Mark Dickinson

Personal information
- Nickname: Boo Boo
- Born: 7 July 1999 (age 27) Durham, County Durham, England
- Height: 1.88 m (6 ft 2 in)
- Weight: Super-middleweight

Boxing career

Boxing record
- Total fights: 10
- Wins: 8
- Win by KO: 2
- Losses: 2

= Mark Dickinson =

English boxer (born 1999)

Mark Dickinson (born 7 July 1999) is an English professional boxer. As an amateur he won gold medals at the 2017 European Youth Championships and 2017 Commonwealth Youth Games.

He competed at the 2019 European Games in Minsk, Belarus, and also at the 2019 World Championships in Yekaterinburg, Russia, where he lost by unanimous decision to Arman Darchinyan in the first round.

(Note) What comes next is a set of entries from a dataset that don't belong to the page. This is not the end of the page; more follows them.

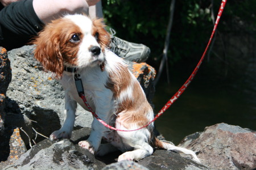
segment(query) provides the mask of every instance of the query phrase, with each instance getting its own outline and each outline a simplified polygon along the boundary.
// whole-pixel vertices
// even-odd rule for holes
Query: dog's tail
[[[153,145],[154,147],[156,147],[158,148],[172,150],[179,153],[184,153],[189,155],[192,157],[193,160],[196,161],[197,162],[200,163],[200,161],[193,151],[186,149],[185,148],[175,146],[174,144],[168,143],[167,141],[166,142],[160,141],[158,138],[155,138]]]

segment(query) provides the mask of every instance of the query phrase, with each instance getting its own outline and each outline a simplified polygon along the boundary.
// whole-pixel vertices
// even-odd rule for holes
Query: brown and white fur
[[[88,110],[77,94],[74,73],[64,71],[64,67],[77,68],[88,103],[106,122],[131,130],[154,118],[152,109],[135,76],[123,60],[106,48],[109,39],[102,20],[77,14],[53,21],[34,41],[35,57],[59,79],[65,90],[66,117],[61,128],[51,135],[52,140],[71,137],[77,103]],[[120,150],[124,153],[118,161],[138,160],[151,155],[153,148],[159,148],[189,154],[199,162],[193,151],[159,141],[153,129],[152,123],[137,131],[113,131],[94,118],[90,137],[79,145],[100,156]],[[102,138],[109,143],[101,144]]]

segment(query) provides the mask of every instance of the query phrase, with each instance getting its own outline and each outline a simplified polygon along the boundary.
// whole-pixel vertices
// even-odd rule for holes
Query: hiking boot
[[[113,29],[112,31],[114,31]],[[112,34],[110,42],[110,50],[117,56],[130,61],[138,63],[145,62],[150,54],[148,47],[142,44],[130,42]]]

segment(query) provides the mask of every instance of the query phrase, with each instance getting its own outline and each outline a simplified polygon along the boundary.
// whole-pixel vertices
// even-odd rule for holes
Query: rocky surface
[[[5,130],[5,100],[8,85],[11,80],[11,70],[7,50],[0,46],[0,135]]]
[[[256,168],[256,131],[250,129],[219,124],[187,137],[179,146],[197,151],[211,169]]]
[[[180,144],[180,146],[196,151],[201,164],[187,155],[181,156],[173,151],[158,150],[137,163],[117,163],[119,152],[95,157],[77,145],[79,141],[88,137],[90,130],[88,127],[92,121],[90,113],[81,107],[76,113],[76,130],[70,140],[52,142],[46,139],[41,134],[49,136],[63,122],[64,92],[50,73],[42,71],[33,57],[32,51],[32,46],[26,46],[8,53],[13,78],[6,92],[7,97],[5,98],[6,128],[0,137],[1,169],[256,168],[255,132],[225,124],[208,127],[203,132],[185,137]],[[8,65],[8,60],[6,61]],[[144,63],[129,63],[129,67],[150,101],[154,92],[152,84],[155,75],[154,68]],[[2,75],[10,75],[10,68],[5,71],[1,72],[1,78],[9,77]],[[5,84],[7,88],[8,83]],[[1,83],[0,86],[5,84]]]
[[[73,131],[70,140],[52,142],[45,139],[3,169],[208,169],[189,158],[166,150],[156,150],[138,163],[115,163],[120,152],[94,157],[77,145],[79,141],[89,137],[90,131],[89,128],[84,128]]]

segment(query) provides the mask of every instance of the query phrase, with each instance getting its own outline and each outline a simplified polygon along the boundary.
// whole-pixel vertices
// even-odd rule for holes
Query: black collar
[[[76,67],[64,67],[64,71],[69,73],[76,73],[77,71],[77,69]]]

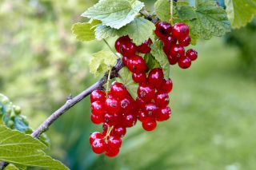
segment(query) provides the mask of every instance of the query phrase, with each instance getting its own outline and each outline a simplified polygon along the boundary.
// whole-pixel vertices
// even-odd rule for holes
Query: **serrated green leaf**
[[[225,4],[233,28],[246,26],[256,14],[255,0],[225,0]]]
[[[151,54],[160,64],[165,75],[165,79],[167,80],[170,73],[170,63],[166,53],[162,50],[162,43],[160,41],[157,41],[151,45]]]
[[[111,28],[110,26],[102,24],[95,29],[95,35],[98,40],[102,40],[106,38],[115,37],[118,35],[118,30]]]
[[[154,3],[154,11],[162,21],[168,22],[170,18],[170,0],[158,0]]]
[[[101,0],[82,16],[98,19],[105,26],[120,29],[132,22],[144,3],[135,0]]]
[[[18,168],[14,164],[9,164],[4,170],[18,170]]]
[[[179,16],[178,22],[182,21],[189,25],[190,29],[190,34],[191,38],[201,38],[202,39],[210,39],[213,36],[223,36],[230,30],[230,22],[227,18],[225,10],[218,6],[214,0],[196,0],[195,7],[182,7],[178,3],[177,9],[178,14],[189,13],[192,14],[193,18],[182,20],[182,16]],[[192,15],[192,14],[191,14]]]
[[[47,169],[69,169],[46,155],[46,148],[39,140],[17,130],[0,126],[0,160]]]
[[[100,22],[98,20],[93,20],[86,23],[75,23],[72,26],[72,33],[76,35],[76,38],[79,41],[86,42],[94,40],[94,26],[99,23]]]
[[[144,57],[146,65],[150,69],[159,68],[159,62],[154,58],[151,53],[146,53]]]
[[[126,67],[123,67],[119,72],[119,77],[116,81],[122,83],[127,89],[130,96],[136,100],[138,84],[135,83],[132,78],[132,73]]]
[[[110,51],[99,51],[93,53],[90,62],[90,72],[94,76],[105,73],[117,64],[117,57]]]

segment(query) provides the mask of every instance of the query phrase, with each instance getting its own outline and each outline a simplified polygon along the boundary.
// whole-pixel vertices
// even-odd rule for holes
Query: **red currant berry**
[[[102,116],[105,113],[104,103],[96,101],[90,105],[91,113],[95,116]]]
[[[158,114],[156,116],[156,120],[158,121],[164,121],[170,118],[171,114],[171,110],[170,107],[163,107],[160,108],[159,112],[158,112]]]
[[[96,139],[103,139],[103,135],[98,132],[91,133],[90,136],[90,144],[92,144]]]
[[[137,117],[131,113],[123,113],[122,117],[122,125],[126,127],[132,127],[135,125],[137,121]]]
[[[120,101],[114,97],[108,97],[105,101],[105,109],[109,113],[118,113],[120,110]]]
[[[169,78],[167,81],[165,81],[165,83],[162,84],[161,88],[158,89],[158,92],[164,92],[169,93],[173,89],[173,81]]]
[[[149,73],[148,80],[154,87],[160,87],[164,83],[162,69],[160,68],[153,69]]]
[[[124,64],[124,65],[127,65],[128,61],[129,61],[129,57],[123,56],[122,58],[122,63]]]
[[[130,111],[131,109],[133,109],[133,101],[134,101],[130,97],[125,97],[124,98],[120,100],[121,109],[126,112]]]
[[[162,39],[164,45],[170,47],[177,43],[177,40],[172,35],[168,35],[166,38]]]
[[[148,103],[145,105],[144,110],[147,116],[154,117],[158,112],[158,107],[154,103]]]
[[[186,56],[183,56],[178,59],[178,66],[182,69],[187,69],[191,65],[191,60]]]
[[[169,96],[166,93],[158,93],[154,99],[154,103],[159,107],[168,105],[169,101]]]
[[[193,49],[187,49],[186,56],[191,61],[195,61],[198,58],[198,52]]]
[[[126,133],[126,128],[123,125],[118,125],[114,127],[112,132],[114,136],[122,137]]]
[[[103,139],[95,139],[91,148],[94,153],[101,154],[105,152],[106,144]]]
[[[120,53],[122,55],[134,55],[135,54],[136,51],[136,45],[131,41],[126,41],[120,45]]]
[[[188,36],[190,33],[190,29],[186,24],[184,23],[176,23],[173,26],[172,34],[174,37],[178,39],[182,39]]]
[[[104,121],[102,116],[90,115],[90,121],[96,125],[101,124]]]
[[[150,84],[142,84],[138,86],[137,91],[138,97],[145,102],[150,101],[155,97],[154,88]]]
[[[121,45],[125,42],[130,42],[131,40],[130,39],[130,38],[126,35],[126,36],[123,36],[121,38],[118,38],[118,39],[117,39],[117,41],[115,42],[114,44],[114,47],[115,49],[118,52],[121,53],[120,50],[120,47]]]
[[[158,38],[164,38],[171,33],[171,26],[166,22],[159,22],[156,24],[154,34]]]
[[[105,101],[106,93],[100,89],[93,91],[90,94],[90,102],[93,103],[96,101]]]
[[[132,77],[136,83],[145,83],[146,81],[146,75],[145,72],[139,73],[134,73]]]
[[[178,44],[182,46],[188,46],[190,44],[191,39],[190,36],[186,36],[186,38],[180,39],[178,41]]]
[[[185,55],[185,49],[183,46],[180,45],[175,45],[170,47],[170,54],[173,58],[180,57]]]
[[[142,73],[145,71],[146,62],[141,56],[132,55],[130,57],[127,63],[127,68],[132,73]]]
[[[110,136],[107,140],[107,145],[113,149],[119,148],[121,144],[122,140],[120,137]]]
[[[177,62],[178,62],[178,57],[176,56],[172,56],[169,53],[169,55],[167,55],[167,58],[168,58],[168,61],[169,61],[169,63],[170,65],[175,65]]]
[[[142,127],[146,131],[152,131],[157,127],[157,122],[154,120],[148,120],[142,122]]]
[[[114,157],[119,153],[119,148],[111,149],[110,147],[106,147],[105,155],[109,157]]]
[[[114,97],[118,98],[125,97],[128,94],[128,91],[125,85],[118,82],[114,82],[111,85],[110,92]]]
[[[149,38],[146,40],[142,45],[137,47],[137,50],[142,53],[148,53],[150,52],[151,48],[150,45],[152,44],[152,40]]]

Dickinson turned professional in January 2021. He won the English super-middleweight title with a unanimous decision victory over defending champion Reece Farnhill at Planet Ice in Altrincham on 28 March 2025. Dickinson was stripped of the title after failing to make the required weight before his first defense against Troy Williamson at Rainton Meadows Arena in Houghton-le-Spring on 6 September 2025. Despite this the fight went ahead with Williamson winning by stoppage in the ninth round.